October 23, 2017
State health agency joins effort to limit HIV transmission and reduce stigma
International campaign promotes scientific consensus supporting HIV treatment as prevention
The Minnesota Department of Health has joined several other state health departments and a host of national organizations in supporting the international HIV prevention campaign, Undetectable = Untransmittable, also known as U=U.
U=U describes the scientific consensus that people living with HIV who take antiretroviral therapy daily and are able to get and keep undetectably low levels of HIV in their blood have effectively no risk of transmitting HIV to their sex partners. This concept is also known as “treatment as prevention.” It’s important that people living with HIV take their medications daily as prescribed and receive regular viral load screening from their health care provider to make sure they stay undetectable.
“In addition to supporting HIV treatment as prevention, we continue to support consistent and correct condom use, regular HIV screening, pre-exposure prophylaxis (PrEP) and post-exposure prophylaxis (PEP) to prevent sexual transmission of HIV,” said Kristen Ehresmann, infectious disease director at the health department. “One or more of these methods may be appropriate depending on individual circumstances, and only condoms also protect against other STDs and pregnancy.”
Minnesota becomes the third state health department to join the U=U campaign, joining the New York Department of Health and the Michigan Department of Health and Human Services. The Centers for Disease Control and Prevention (CDC) and the National Institutes of Health endorse the science behind U=U. Other organizations that have signed on include Washington, D.C. Health Department and the Chicago Health Department.
The Minnesota Department of Health is developing a campaign to educate people about the benefits of HIV treatment as prevention.
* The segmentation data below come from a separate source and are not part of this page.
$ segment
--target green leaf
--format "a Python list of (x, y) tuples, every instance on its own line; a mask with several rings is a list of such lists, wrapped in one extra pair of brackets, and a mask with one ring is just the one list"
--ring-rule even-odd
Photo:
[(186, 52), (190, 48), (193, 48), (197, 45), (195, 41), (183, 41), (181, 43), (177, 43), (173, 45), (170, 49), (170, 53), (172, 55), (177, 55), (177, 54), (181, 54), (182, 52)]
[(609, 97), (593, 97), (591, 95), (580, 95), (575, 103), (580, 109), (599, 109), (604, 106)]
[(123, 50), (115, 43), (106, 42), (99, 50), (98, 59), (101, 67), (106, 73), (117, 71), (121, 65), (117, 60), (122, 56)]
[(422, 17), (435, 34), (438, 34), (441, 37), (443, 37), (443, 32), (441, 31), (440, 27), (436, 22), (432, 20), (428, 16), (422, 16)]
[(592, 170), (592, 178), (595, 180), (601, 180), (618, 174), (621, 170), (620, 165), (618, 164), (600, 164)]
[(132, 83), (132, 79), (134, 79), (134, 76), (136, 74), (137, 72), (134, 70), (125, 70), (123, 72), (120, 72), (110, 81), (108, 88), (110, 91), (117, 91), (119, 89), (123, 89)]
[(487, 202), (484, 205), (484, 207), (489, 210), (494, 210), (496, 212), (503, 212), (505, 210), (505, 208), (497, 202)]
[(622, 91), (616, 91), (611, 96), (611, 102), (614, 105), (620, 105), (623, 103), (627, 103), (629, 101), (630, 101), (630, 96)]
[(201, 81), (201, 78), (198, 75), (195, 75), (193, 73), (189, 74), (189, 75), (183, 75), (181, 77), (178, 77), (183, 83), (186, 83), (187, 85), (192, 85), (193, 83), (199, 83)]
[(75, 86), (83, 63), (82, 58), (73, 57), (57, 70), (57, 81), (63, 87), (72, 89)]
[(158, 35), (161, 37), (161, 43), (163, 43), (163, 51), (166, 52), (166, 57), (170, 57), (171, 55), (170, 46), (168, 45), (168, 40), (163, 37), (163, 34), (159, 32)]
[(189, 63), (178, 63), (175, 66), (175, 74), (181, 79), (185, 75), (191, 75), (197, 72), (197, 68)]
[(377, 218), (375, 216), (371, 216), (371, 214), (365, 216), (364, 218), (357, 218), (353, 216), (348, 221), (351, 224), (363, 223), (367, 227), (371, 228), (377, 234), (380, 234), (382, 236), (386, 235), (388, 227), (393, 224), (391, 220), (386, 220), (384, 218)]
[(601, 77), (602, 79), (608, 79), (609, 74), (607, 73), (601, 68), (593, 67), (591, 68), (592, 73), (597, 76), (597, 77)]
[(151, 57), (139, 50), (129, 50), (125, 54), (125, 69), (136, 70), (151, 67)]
Public awareness of the fact that U=U can decrease HIV stigma, improve the quality and length of life for people living with HIV and their partners and provide additional incentive for people living with HIV to achieve and maintain an undetectable viral load. Campaign activities will include social media outreach and public education, training of MDH staff and public health partners and outreach events.
In 2016, 63 percent of people known to be living with HIV in Minnesota were virally suppressed. Nationally, the rate was 49 percent in 2014, according to CDC data. The United Nations has set a goal of 90 percent by 2020.